Interestingly, however, Hq mice, unlike wild-type adult mice, appeared to possess progenitors capable of differentiating into mature neurons in the cerebellum in vivo. To our knowledge, this is the first time that such a phenomenon has been convincingly shown to occur in the adult rodent cerebellum, although there has been indirect evidence for the existence of multipotent progenitors in the adult cerebellum17–19 and new neuronal cells have been reported in the atypical cerebellum of peripubertal rabbits.20

Another unexpected and important finding of our study was that these progenitors were located in the cerebellar leptomeninges, the thin meningeal membranes surrounding the brain and spinal cord, of adult Hq mice, a finding confirmed by the generation of neurospheres capable of differentiating into neurons from these membranes. While the leptomeninges are in direct contact with the nervous tissue, they are not simply protective membranes but have been shown to penetrate neural tissue and contribute to Central Nervous System (CNS) homeostasis by secreting several trophic factors.21 Leptomeninges have been recently identified as sites of stem cell recruitment in response to ischemia22,23 or brain damage21,24,25 suggesting that they also serve as a niche for neural precursors in adulthood during periods of CNS distress. Although these studies focused on specific injuries of the cerebral cortex, they support our observations in the cerebellum of mice undergoing neurodegenerative changes.

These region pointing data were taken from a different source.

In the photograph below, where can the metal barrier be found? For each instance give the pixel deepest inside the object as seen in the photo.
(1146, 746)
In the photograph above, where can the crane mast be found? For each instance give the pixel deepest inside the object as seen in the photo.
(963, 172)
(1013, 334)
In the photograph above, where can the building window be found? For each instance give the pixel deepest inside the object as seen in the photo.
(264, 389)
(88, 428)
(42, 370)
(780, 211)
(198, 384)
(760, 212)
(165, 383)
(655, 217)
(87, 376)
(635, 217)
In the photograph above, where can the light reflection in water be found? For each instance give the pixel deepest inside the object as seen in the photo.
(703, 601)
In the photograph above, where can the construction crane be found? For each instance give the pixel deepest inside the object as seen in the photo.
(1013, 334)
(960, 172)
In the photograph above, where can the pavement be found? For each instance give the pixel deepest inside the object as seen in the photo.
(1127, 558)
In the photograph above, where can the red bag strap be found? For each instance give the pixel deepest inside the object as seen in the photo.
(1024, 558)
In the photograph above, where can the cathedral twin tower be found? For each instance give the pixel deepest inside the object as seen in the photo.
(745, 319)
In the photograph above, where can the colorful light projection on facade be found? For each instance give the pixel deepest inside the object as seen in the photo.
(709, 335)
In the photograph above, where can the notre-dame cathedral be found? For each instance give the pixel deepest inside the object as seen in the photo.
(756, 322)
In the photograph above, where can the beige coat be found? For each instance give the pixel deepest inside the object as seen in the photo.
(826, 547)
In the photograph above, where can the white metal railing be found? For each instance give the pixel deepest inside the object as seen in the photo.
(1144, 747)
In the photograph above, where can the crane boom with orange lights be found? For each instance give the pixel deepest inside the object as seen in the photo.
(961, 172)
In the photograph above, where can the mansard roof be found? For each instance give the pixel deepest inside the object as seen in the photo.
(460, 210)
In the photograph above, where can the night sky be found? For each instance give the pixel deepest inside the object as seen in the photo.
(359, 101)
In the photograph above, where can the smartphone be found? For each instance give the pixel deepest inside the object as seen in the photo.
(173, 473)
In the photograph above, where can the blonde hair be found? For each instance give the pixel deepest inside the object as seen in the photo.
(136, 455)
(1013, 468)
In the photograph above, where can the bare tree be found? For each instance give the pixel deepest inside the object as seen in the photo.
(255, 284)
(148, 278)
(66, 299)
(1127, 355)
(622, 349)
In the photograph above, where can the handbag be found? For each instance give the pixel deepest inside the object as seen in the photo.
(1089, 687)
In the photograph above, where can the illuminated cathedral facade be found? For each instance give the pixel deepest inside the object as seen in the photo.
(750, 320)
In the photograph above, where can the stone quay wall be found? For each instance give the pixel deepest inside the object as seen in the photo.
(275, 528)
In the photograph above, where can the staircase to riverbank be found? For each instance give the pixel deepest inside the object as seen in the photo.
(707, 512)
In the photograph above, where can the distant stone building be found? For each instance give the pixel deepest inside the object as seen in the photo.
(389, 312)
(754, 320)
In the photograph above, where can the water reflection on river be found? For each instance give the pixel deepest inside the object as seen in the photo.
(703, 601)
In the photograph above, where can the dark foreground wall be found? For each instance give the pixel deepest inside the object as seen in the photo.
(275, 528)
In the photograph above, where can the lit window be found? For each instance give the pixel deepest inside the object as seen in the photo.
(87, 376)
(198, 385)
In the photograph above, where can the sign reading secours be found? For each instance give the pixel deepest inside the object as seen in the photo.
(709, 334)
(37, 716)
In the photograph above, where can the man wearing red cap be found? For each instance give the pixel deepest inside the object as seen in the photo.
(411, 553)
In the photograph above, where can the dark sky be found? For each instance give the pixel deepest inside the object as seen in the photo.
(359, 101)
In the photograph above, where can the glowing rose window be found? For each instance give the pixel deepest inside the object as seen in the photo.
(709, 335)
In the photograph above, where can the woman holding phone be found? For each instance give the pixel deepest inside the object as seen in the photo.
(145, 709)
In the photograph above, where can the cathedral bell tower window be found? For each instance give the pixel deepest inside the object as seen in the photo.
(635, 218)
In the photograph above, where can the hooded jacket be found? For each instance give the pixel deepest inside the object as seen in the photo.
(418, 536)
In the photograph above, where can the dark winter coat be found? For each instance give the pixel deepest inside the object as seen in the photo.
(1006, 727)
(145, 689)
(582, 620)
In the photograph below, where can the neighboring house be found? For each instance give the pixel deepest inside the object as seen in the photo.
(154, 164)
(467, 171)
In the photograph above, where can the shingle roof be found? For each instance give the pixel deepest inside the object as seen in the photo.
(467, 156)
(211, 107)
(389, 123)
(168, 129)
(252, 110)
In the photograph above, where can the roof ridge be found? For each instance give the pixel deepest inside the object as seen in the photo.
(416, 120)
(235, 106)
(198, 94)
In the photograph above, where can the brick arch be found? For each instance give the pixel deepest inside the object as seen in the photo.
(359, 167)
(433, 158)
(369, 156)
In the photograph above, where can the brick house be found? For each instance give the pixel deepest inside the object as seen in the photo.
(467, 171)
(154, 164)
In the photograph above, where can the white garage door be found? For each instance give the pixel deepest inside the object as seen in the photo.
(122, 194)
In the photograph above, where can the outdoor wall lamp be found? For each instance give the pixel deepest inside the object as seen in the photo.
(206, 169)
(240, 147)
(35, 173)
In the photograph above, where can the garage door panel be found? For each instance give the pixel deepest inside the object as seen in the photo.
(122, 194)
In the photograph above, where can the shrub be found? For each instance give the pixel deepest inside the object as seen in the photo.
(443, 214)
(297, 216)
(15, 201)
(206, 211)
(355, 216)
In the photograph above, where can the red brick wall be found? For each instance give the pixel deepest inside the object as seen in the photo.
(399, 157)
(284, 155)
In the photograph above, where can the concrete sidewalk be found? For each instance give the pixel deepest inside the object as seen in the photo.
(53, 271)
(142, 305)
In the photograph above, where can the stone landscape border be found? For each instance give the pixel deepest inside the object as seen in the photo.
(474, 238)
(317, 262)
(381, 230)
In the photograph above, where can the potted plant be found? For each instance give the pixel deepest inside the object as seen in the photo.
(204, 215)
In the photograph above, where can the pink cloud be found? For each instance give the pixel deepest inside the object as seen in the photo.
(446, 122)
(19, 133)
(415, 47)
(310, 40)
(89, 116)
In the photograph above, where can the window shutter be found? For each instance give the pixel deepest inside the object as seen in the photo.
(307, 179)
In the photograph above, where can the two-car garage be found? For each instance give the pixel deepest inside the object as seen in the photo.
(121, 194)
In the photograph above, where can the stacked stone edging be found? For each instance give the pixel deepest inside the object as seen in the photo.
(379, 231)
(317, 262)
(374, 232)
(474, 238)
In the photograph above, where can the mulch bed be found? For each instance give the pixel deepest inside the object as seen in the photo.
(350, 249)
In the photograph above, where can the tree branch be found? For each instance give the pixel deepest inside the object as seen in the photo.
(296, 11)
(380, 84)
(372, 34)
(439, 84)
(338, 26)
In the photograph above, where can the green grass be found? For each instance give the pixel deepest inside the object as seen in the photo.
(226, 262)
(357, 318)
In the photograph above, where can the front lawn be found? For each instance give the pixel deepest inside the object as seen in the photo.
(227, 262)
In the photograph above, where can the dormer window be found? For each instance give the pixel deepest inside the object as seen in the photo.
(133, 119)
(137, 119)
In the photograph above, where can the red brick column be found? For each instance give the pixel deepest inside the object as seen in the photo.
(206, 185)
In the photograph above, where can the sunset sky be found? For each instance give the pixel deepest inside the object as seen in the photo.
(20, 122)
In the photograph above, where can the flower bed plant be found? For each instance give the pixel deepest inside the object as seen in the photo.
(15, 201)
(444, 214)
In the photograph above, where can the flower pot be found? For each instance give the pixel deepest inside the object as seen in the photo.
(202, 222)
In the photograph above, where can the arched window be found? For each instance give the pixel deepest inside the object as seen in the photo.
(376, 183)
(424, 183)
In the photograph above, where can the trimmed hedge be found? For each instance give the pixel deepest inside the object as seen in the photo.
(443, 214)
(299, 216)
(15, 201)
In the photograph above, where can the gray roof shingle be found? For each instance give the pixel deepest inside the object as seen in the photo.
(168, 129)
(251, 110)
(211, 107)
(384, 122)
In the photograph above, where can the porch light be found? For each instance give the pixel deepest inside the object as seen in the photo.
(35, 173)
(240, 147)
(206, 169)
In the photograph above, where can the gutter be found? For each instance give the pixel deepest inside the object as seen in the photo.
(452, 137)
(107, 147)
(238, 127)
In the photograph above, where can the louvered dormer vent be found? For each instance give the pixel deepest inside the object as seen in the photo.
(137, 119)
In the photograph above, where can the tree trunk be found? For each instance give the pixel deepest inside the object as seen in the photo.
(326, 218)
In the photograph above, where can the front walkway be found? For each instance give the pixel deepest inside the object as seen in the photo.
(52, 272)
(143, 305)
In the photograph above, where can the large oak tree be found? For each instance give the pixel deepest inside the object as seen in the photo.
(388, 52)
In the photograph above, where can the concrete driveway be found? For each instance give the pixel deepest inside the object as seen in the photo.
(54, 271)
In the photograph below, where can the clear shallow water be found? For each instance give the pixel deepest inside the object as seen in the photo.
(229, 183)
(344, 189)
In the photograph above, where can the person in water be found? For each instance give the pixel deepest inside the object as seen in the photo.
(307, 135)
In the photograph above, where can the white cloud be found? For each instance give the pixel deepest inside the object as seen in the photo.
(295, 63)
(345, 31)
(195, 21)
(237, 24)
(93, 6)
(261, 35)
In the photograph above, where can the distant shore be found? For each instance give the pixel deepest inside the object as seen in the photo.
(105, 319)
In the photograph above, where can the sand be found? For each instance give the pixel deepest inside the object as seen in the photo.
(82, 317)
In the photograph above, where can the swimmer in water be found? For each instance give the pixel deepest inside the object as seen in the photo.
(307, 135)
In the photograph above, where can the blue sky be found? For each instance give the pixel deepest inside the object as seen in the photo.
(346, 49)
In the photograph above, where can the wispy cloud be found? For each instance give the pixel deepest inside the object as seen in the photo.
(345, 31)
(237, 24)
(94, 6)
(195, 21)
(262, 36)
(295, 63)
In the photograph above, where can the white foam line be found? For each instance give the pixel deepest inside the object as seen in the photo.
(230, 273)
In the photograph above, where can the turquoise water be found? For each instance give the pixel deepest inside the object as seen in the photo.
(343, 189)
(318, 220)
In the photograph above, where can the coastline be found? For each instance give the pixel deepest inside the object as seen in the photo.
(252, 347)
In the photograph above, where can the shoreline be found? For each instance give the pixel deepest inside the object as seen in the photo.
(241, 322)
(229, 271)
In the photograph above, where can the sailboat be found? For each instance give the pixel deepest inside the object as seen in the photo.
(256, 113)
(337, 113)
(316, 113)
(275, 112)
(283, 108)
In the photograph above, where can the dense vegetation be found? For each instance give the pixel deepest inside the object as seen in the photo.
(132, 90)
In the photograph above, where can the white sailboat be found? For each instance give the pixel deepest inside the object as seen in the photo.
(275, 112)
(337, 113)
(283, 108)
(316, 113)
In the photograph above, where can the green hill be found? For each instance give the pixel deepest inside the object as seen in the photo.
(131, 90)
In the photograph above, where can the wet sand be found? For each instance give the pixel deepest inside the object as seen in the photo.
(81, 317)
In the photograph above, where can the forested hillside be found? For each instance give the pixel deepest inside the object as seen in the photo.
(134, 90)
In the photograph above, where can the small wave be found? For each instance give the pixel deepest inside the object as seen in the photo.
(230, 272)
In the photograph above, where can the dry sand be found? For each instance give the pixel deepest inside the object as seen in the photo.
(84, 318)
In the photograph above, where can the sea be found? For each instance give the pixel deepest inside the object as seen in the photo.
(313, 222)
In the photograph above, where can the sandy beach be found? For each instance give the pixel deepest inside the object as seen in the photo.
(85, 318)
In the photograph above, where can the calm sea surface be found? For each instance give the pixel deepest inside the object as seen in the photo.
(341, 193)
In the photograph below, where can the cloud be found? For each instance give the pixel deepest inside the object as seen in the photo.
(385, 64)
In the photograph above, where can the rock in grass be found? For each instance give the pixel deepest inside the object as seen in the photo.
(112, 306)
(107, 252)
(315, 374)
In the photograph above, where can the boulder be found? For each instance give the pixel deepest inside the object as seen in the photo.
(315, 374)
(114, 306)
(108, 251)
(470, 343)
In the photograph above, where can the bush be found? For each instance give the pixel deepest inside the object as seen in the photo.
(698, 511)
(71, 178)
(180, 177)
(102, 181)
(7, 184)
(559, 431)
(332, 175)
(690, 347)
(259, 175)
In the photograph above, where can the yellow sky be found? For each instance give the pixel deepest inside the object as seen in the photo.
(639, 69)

The fact that nontreated Hq mice also displayed nestin-positive progenitors and cell proliferation in vivo and neurosphere-generating capacity in vitro is highly interesting, since it suggests that the pathological process might itself trigger the compensatory production of new cells, whether or not these cells succeed in replacing dying neurons. This is the case, for example, in epilepsy,26 Alzheimer's disease,27 Huntington disease,28 and Parkinson disease.29 In addition, the insult to the brain caused by the introduction of exogenous cells may itself augment endogenous neurogenesis, as has been shown for mesenchymal stem cells.15,30,31 The pro-neurogenic mechanism of neuronal injury or degeneration could be mediated by inflammatory processes. A growing number of studies show, for example, that acute microglial activation, initially thought to be strictly detrimental to neuronal survival,32,33 can influence adult neurogenesis and even exert beneficial neurogenesis-enhancing effects.34–37

Further work is now required to characterize the molecular processes that trigger these unexpected endogenous mechanisms in the adult cerebellum, and to exploit the neurogenic and neuroprotective potential of these processes in pathological situations.